乾いた咳が続く。痰が絡んで切れにくい。会話や冷気で咳き込み、夜や明け方に悪化する。
咳は、期間、痰の有無と色、夜間・明け方の悪化、喘鳴、息苦しさ、鼻炎・後鼻漏、食後との関係、服用薬を確認する必要があります。
漢方では、水分が痰になる湿痰、粘膜が乾く陰虚、緊張で呼吸が詰まる気滞、炎症が強い湿熱などを分けます。ただし、強い呼吸困難や血痰、高熱、胸痛がある場合は医療機関を優先します。
咳という症状名だけで決めず、乾燥、痰の性状、熱、冷え、喉や胸の緊張、体力を比較します。
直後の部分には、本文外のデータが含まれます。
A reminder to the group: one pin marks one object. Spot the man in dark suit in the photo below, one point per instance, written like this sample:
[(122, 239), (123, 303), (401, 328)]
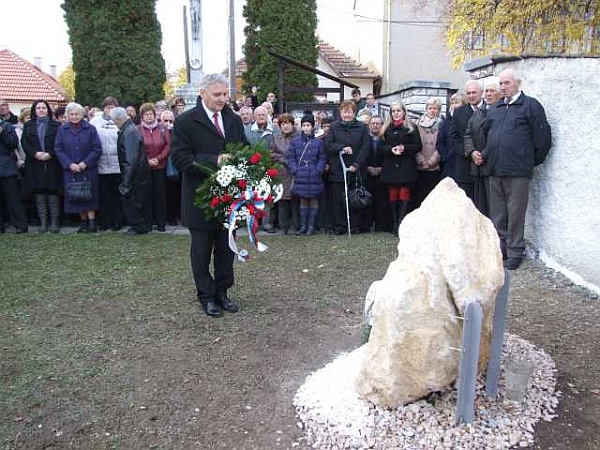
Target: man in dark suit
[(200, 135), (519, 138), (461, 172)]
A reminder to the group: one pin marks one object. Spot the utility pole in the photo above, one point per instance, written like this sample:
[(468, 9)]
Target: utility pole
[(232, 61)]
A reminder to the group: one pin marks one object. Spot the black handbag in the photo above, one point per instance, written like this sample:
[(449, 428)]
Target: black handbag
[(358, 196), (79, 191)]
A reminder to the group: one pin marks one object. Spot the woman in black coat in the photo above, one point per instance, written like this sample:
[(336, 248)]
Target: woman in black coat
[(351, 138), (42, 167), (401, 142)]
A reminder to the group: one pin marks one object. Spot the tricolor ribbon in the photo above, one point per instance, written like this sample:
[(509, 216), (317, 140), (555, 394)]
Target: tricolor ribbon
[(247, 198)]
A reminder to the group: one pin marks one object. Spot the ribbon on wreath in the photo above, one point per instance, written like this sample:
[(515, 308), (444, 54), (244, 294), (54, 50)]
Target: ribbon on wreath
[(255, 206)]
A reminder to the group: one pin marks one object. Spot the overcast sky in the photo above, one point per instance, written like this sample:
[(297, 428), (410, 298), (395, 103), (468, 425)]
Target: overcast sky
[(36, 28)]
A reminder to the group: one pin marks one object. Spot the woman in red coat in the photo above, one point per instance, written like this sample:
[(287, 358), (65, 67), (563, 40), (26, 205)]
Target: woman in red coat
[(401, 142)]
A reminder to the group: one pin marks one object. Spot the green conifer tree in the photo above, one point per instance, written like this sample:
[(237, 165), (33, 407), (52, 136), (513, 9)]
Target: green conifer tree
[(288, 29), (116, 50)]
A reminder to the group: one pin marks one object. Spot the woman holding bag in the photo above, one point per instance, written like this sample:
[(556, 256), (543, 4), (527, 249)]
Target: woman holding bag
[(78, 149)]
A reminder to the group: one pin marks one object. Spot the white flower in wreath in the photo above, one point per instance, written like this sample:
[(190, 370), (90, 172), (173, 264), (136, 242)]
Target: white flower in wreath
[(263, 189), (225, 175), (278, 191)]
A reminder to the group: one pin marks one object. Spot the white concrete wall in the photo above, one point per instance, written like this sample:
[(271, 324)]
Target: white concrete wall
[(417, 51), (563, 219)]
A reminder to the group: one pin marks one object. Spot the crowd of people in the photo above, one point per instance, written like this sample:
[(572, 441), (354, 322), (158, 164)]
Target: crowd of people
[(399, 159), (138, 168)]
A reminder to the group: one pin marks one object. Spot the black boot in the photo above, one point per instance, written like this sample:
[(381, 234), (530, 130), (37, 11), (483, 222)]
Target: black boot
[(395, 210), (303, 221), (40, 203), (403, 211), (312, 220), (84, 226), (54, 204)]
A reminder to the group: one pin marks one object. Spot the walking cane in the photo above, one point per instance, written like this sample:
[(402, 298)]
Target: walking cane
[(345, 170)]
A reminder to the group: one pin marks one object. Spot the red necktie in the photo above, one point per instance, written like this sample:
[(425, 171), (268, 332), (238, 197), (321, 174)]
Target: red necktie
[(217, 126)]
| 症状の出方 | 比較する処方 | 一緒に確認すること |
|---|---|---|
| 乾いた空咳、喉の乾燥、会話や冷気で咳き込む | 麦門冬湯 | 咳の期間、口渇、感染症、甘草を含む薬の重複を確認します。 |
| 黄色く粘る痰、強い咳、熱感、喘鳴 | 麻杏甘石湯 | 呼吸困難、胸痛、発熱、血圧、他の麻黄・甘草含有薬を確認します。 |
| 粘る痰が切れにくく、長引く気管支炎様の咳 | 清肺湯 | 痰の色・におい・血の混入、肺炎や慢性肺疾患の有無を確認します。 |
| 緊張や会話で咳、胸苦しさ、喉のつかえを伴う | 神秘湯・半夏厚朴湯 | 喘息、心肺疾患、パニック発作、服用薬を確認します。 |
| 透明で薄い痰や鼻水が多く、冷えると悪化する | 小青竜湯 | 動悸、血圧、発汗、胃腸の弱さ、他の麻黄・甘草含有薬を確認します。 |
| 風邪後の咳が長引き、疲労・食欲低下を伴う | 人参養栄湯 | 肺炎、体重減少、貧血、持病、治療中の薬を確認します。 |
喘息の吸入薬や処方薬を自己判断で中止せず、使用中の薬と持病を医師または薬剤師へ伝えてください。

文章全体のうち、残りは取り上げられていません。